Anggota Keluarga ISIS Dipindahkan ke Utara Mosul

Mosul Irak, ( Staff Sgt. Jason Hull / commons.wikipedia.org)

Baghdad – Sekitar 1.400 istri dan anak-anak para tersangka militan ISIS yang berasal dari berbagai negara sudah dipindahkan ke sebuah tempat baru sebelah Utara Mosul, pihak berwenang di Irak membenarkan pada Senin 18-9-2017.

Pernyataan tersebut disampaikan untuk menepis kekhawatiran dari organisasi-organisasi bantuan, yang tak diberi tahu mengenai pemindahan itu. “Mereka dipindahkan ke sebuah lokasi yang aman dengan layanan yang lebih baik di Tal Keif di bawah supervisi pasukan Irak dan komite-komite yang mempunyai kekhususan,” demikian sebuah pernyataan militer Irak.

Para pejabat bantuan asing di Irak mengatakan pada Minggu 17-9-2017, mereka “sangat khawatir” mengenai wanita-wanita dan anak-anak tersebut, yang sudah ditahan oleh Irak sejak 30 Agustus 2017 di kamp transit Hammam al-Alil, di sebelah Selatan Mosul.

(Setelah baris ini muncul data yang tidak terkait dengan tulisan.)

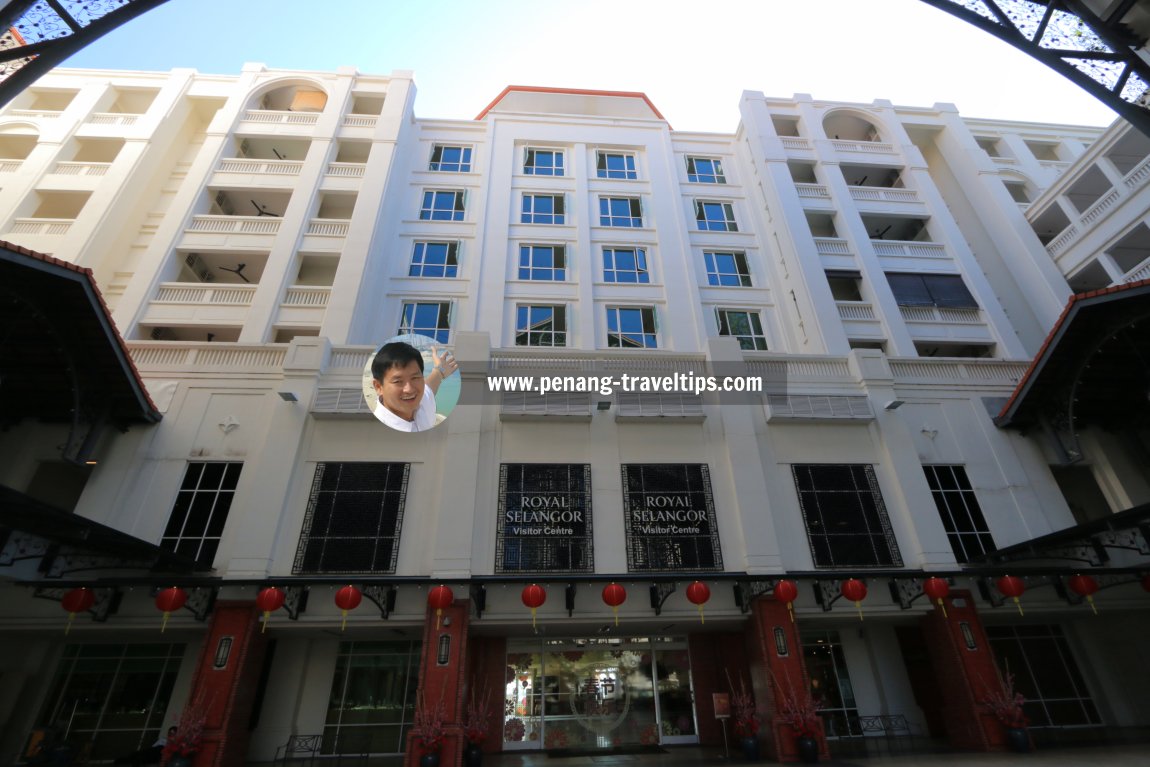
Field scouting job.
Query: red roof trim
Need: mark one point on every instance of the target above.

“Wanita-wanita dan anak-anak ini sangat rentan. Mereka punya hak untuk dilindungi dan dibantu, tidak perduli tuduhan apa yang ditimpakan pada para anggota keluarga mereka,” menurut Dewan Pengungsi Norwegia (NRC) dalam sebuah pernyataannya pada Senin 18-9-2017.

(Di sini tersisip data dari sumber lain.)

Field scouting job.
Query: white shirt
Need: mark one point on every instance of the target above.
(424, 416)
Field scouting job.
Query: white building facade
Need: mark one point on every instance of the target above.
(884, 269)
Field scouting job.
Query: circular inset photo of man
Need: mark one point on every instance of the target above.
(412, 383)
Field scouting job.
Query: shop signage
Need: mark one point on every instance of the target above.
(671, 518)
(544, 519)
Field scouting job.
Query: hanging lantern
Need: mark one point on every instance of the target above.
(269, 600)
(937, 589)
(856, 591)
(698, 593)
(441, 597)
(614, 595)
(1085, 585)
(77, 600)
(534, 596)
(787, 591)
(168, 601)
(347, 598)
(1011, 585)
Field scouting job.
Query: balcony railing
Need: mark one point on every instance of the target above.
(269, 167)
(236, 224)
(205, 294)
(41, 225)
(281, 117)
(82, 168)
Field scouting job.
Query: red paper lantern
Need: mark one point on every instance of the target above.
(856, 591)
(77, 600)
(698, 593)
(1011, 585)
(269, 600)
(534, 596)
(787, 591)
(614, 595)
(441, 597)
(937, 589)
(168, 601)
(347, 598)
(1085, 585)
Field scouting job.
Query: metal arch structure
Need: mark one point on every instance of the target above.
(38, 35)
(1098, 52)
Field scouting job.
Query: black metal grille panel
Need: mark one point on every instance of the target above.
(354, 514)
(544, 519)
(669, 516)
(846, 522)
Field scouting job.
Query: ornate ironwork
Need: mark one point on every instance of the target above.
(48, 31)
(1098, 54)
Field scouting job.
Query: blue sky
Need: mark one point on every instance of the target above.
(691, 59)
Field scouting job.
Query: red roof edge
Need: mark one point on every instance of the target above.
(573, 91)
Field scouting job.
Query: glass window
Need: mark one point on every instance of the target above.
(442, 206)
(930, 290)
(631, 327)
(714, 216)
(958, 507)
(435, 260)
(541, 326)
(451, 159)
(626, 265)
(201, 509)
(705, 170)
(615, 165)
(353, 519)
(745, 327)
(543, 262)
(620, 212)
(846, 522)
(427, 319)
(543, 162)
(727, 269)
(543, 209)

Tidak satupun dari kelompok-kelompok bantuan itu yang menyokong para keluarga di kamp tersebut, termasuk PBB, diberitahu di awal mengenai pemindahan tersebut, kata wanita juru bicara NRC di Irak, Melany Markham. Kaum wanita dan anak-anak itu diangkut dengan menggunakan bus-bus. Banyak di antara mereka tak membawa barang-barang miliknya.

Para petugas bantuan meminta pihak berwenang Irak untuk diberi akses ke keluarga-keluarga dan menyerukan pemerintah-pemerintah asing untuk bertindak cepat atas nama warga negara mereka. “Organisasi-organisasi dan perwakilan-perwakilan kemanusiaan dari negara-negara tempat mereka berasal hendaknya diizinkan untuk memberikan bantuan kepada para keluarga itu,” ujar NRC.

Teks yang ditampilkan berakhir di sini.